A map should not have entries with duplicate keys, and a SURF serializer must not produce a map with duplicate-key entries. A surf parser must ignore all but one of each entry with the same key. TODO revisit; this bring JSON compatibility, but could cause problems with tags if a duplicate entry is ignored; also address key equality

A SURF parser should represent a SURF map using an corresponding language construct that represents map semantics.

map ⇒ '{' entry-sequence '}'
entry ⇒ key filler ':' filler value
key ⇒ '\' described_resource '\' | resource
value ⇒ described_resource

Set

A set in SURF is an unordered sequence of zero or more resources with optional descriptions, beginning with a LEFT PARENTHESIS character ( (U+0028) and ending with a RIGHT PARENTHESIS character ) (U+0029). The same resource must not appear more than once in a set. A SURF parser should represent a SURF set using an corresponding language construct that represents set semantics.

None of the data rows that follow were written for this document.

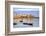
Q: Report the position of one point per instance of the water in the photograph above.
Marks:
(35, 23)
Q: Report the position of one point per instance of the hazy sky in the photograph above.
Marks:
(32, 11)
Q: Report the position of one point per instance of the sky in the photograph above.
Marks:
(32, 11)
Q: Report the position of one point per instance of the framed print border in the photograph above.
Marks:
(7, 17)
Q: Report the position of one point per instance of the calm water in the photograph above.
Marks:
(35, 23)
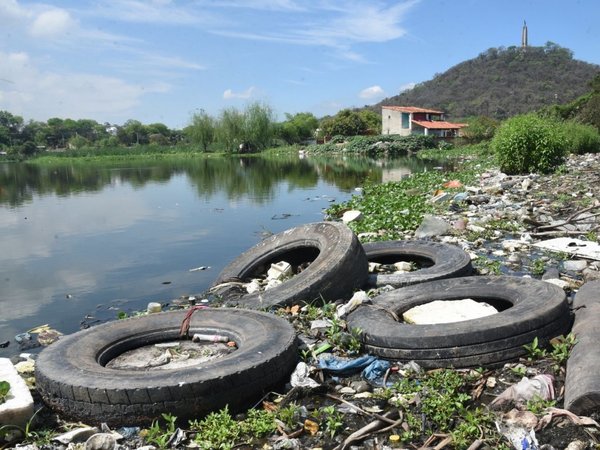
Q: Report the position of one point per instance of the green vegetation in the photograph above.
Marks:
(503, 82)
(4, 390)
(528, 143)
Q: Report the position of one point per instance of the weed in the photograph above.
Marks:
(4, 390)
(534, 351)
(333, 419)
(538, 267)
(561, 348)
(538, 405)
(290, 416)
(158, 436)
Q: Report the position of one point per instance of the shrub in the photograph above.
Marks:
(582, 138)
(528, 143)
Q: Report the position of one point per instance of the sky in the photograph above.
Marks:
(165, 60)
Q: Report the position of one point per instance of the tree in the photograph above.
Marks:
(258, 126)
(345, 123)
(201, 130)
(298, 128)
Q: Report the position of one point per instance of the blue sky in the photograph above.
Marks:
(162, 60)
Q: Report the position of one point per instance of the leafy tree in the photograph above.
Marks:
(345, 123)
(529, 143)
(298, 127)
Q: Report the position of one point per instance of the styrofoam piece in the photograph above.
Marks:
(447, 311)
(18, 407)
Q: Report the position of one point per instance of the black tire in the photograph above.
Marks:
(72, 378)
(528, 308)
(436, 261)
(338, 266)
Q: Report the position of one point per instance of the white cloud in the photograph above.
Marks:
(407, 87)
(52, 23)
(39, 95)
(372, 92)
(229, 94)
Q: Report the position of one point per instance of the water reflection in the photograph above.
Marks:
(81, 241)
(236, 177)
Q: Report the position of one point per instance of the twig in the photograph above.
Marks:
(362, 411)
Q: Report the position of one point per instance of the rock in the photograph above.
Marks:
(576, 265)
(18, 407)
(154, 307)
(351, 216)
(279, 271)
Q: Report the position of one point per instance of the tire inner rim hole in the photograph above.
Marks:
(166, 353)
(299, 258)
(420, 262)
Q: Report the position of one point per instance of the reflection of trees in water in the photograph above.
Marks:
(236, 177)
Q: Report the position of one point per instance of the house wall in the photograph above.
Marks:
(391, 123)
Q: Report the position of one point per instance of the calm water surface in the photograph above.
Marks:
(80, 242)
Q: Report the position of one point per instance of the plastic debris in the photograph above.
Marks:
(526, 389)
(359, 298)
(520, 438)
(301, 377)
(344, 367)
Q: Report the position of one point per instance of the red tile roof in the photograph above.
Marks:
(412, 109)
(438, 124)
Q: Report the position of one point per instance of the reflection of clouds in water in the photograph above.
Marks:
(33, 237)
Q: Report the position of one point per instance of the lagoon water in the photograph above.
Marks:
(80, 242)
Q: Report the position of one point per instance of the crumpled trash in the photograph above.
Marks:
(539, 386)
(373, 369)
(359, 298)
(344, 367)
(520, 438)
(375, 372)
(301, 377)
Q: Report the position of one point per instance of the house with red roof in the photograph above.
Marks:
(407, 120)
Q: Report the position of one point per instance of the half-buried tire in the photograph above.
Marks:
(435, 261)
(337, 265)
(73, 378)
(527, 308)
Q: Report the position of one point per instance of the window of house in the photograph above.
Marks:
(405, 117)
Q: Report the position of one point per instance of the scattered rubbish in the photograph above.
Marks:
(572, 246)
(447, 311)
(77, 435)
(209, 338)
(101, 441)
(359, 298)
(17, 409)
(520, 438)
(301, 377)
(539, 386)
(154, 307)
(351, 216)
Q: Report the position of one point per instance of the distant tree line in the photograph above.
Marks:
(249, 130)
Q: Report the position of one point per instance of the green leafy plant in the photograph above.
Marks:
(534, 350)
(528, 143)
(332, 420)
(4, 390)
(159, 436)
(561, 348)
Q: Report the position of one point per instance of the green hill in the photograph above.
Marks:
(502, 82)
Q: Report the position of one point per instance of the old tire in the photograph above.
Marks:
(582, 383)
(436, 260)
(338, 266)
(72, 378)
(528, 309)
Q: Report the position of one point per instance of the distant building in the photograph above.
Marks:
(407, 120)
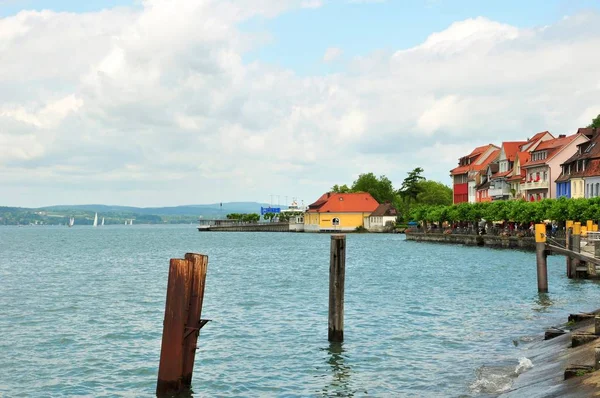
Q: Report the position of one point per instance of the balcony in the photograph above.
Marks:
(499, 192)
(535, 185)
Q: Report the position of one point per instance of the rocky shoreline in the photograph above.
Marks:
(563, 365)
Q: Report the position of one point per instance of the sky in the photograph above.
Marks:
(172, 102)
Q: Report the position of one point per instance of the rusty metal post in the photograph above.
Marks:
(198, 264)
(541, 258)
(337, 270)
(176, 312)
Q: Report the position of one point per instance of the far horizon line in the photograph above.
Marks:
(141, 207)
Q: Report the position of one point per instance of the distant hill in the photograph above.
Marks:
(84, 214)
(187, 210)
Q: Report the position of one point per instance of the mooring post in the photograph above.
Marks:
(337, 269)
(576, 247)
(176, 308)
(568, 245)
(541, 257)
(198, 264)
(182, 323)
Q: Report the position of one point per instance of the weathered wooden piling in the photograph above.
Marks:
(185, 291)
(541, 257)
(576, 247)
(198, 264)
(337, 270)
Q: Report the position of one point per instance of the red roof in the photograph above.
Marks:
(359, 202)
(511, 148)
(493, 156)
(552, 147)
(474, 156)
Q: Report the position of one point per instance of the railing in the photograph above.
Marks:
(499, 192)
(593, 236)
(558, 234)
(536, 185)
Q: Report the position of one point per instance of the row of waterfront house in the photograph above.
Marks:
(541, 167)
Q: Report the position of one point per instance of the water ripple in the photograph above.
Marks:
(81, 313)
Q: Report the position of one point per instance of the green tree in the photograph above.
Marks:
(595, 122)
(411, 185)
(381, 188)
(433, 193)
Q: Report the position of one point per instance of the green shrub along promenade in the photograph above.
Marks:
(512, 212)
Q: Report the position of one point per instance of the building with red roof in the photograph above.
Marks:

set ⇒ '(' described_resource-sequence ')'

References

IEEE 754-2008: IEEE Standard for Floating-Point Arithmetic. IEEE.
ISO 8601:2004: Data elements and interchange formats — Information interchange — Representation of dates and times, third edition, 2014-12-01. ISO.
RFC 2119: Key words for use in RFCs to Indicate Requirement Levels, S. Bradner (Harvard University). IETF.
RFC 3966: The tel URI for Telephone Numbers, H. Schulzrinne (Columbia University). IETF.
RFC 3986: Uniform Resource Identifier (URI): Generic Syntax, T. Berners-Lee (W3C/MIT), R. Fielding (Day Software), L. Masinter (Adobe Systems). IETF.
RFC 3987: Internationalized Resource Identifiers (IRIs), M. Duerst (W3C), M. Suignard (Microsoft Corporation). IETF.
RFC 4122: A Universally Unique IDentifier (UUID) URN Namespace, P. Leach (Microsoft Corporation), M. Mealling (Refactored Networks, LLC), R. Salz (DataPower Technology, Inc.). IETF.
RFC 4648: The Base16, Base32, and Base64 Data Encodings, S. Josefsson (SJD). IETF.
RFC 5322: Internet Message Format, P. Resnick, Ed. (Qualcomm Incorporated). IETF.
RFC 6068: The 'mailto' URI Scheme, M. Duerst (Aoyama Gakuin University), L. Masinter (Adobe Systems Incorporated), J. Zawinski (DNA Lounge). IETF.
RFC 6838: Media Type Specifications and Registration Procedures, N. Freed (Oracle), J. Klensin, T.Hansen (AT&T Laboratories). IETF.
RFC 7159: The JavaScript Object Notation (JSON) Data Interchange Format, T. Bray (Google, Inc.). IETF.
TZ: Time Zone Database. IANA.
UAX #15: Unicode® Standard Annex #15: Unicode Normalization Forms, Mark Davis, Ken Whistler. The Unicode Consortium.